Dwelling consents lift in the South

Otago and Southland dwelling consents rose sharply in July, both regions exceeding the nationwide 20% rise.

Consents in Otago rose 20.6% to 152 in July from 126 in June and Southland consents rose 150% to 25 from 10.

In money terms, the Otago consents rose 17% in value in July to $56 million from $48 million and Southland consents rose to $7 million from $3 million.

In a breakdown of territorial authority dwelling consents issued, Dunedin had more than a 100% rise to 35 issued in July compared with 17 in June and 39 in May.

Invercargill had 12 issued in July, from three in June and nine in May. Central Otago was down slightly to 18 in July from 22 in June but was up against the previous eight months.

Queenstown Lakes was up nearly 12% to 85 from 76 in June and 87 in May.

Statistics New Zealand figures released yesterday (Monday) said 2824 consents were issued for dwellings in New Zealand in July.

Houses were up 215 to 1799 compared with July last year, apartments were up 249 to 444, retirement village units were down 156 to 117 and townhouses, flats and units were up 234 to 464.

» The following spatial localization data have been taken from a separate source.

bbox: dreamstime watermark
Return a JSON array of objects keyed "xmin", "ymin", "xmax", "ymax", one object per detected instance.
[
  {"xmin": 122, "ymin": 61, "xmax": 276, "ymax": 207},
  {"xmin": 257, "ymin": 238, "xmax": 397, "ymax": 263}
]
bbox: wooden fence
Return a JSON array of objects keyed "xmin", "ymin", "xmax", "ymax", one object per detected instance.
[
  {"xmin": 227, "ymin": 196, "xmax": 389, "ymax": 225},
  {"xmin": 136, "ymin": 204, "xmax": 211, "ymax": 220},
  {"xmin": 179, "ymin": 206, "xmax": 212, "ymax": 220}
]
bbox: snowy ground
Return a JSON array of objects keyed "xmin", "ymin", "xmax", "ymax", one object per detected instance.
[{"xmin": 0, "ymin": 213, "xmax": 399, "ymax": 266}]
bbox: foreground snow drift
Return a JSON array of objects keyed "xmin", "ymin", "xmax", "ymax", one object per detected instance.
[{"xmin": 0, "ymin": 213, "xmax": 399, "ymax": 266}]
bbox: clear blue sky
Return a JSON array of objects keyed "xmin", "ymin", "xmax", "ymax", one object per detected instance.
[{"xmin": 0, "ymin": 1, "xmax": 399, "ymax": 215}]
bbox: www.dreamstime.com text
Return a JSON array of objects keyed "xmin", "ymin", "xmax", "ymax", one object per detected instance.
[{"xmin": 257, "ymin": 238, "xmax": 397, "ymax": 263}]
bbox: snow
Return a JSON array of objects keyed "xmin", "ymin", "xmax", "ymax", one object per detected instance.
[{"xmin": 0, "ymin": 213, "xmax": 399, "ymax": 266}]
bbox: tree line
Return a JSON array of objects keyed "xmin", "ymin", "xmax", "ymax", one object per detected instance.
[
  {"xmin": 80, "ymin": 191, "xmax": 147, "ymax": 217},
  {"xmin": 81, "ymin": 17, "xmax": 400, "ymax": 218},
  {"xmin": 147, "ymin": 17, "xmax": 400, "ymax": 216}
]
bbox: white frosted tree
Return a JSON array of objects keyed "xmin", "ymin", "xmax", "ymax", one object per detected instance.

For houses only, the trend had more than recovered from recent falls and the current level was double the series minimum in March 2009.

The regions with the largest increases were: Auckland, up 267 to 1116; Waikato, up 85 to 296; Bay of Plenty, up 56 to 181; and Canterbury up 41 to 650.

However, while it seems New Zealand is on something of a building boom, ASB economist Chris Tennent Brown thinks construction activity in New Zealand is likely to peak this year and no longer be a strong contributor to economic growth.

Further interest rate cuts from the Reserve Bank were likely to stimulate housing demand and remain supportive of construction demand, he said.

''We continue to expect the Reserve Bank to cut the OCR to 2.5% in coming months. We have pushed out the time of when the OCR will return to a more neutral level to 2018 from 2017.''

The Reserve Bank had altered its OCR schedule from the second half of next year. Taking the new schedule into account, the ASB had a working assumption the central bank would lift the OCR in 2018 by 0.25% at each of the May, August and November Monetary Policy Statements to 3.25%, he said.

''Although financial markets will remain heavily focused on how low the OCR will go in the near term, for decision making with long term horizons, a view on the sustainability of low interest rates is important.

The new announcement schedule meant there would be a relatively long gap between early November and February with no rate announcements scheduled.

In the long term, the November and February announcements might take on more significant than the other five OCR announcements, Mr Tennent Brown said.

In Australia, the annual rate of inflation is staying well below the Reserve Bank's 2% to 3% target, but the bank is unlikely to take the option of cutting the cash rate.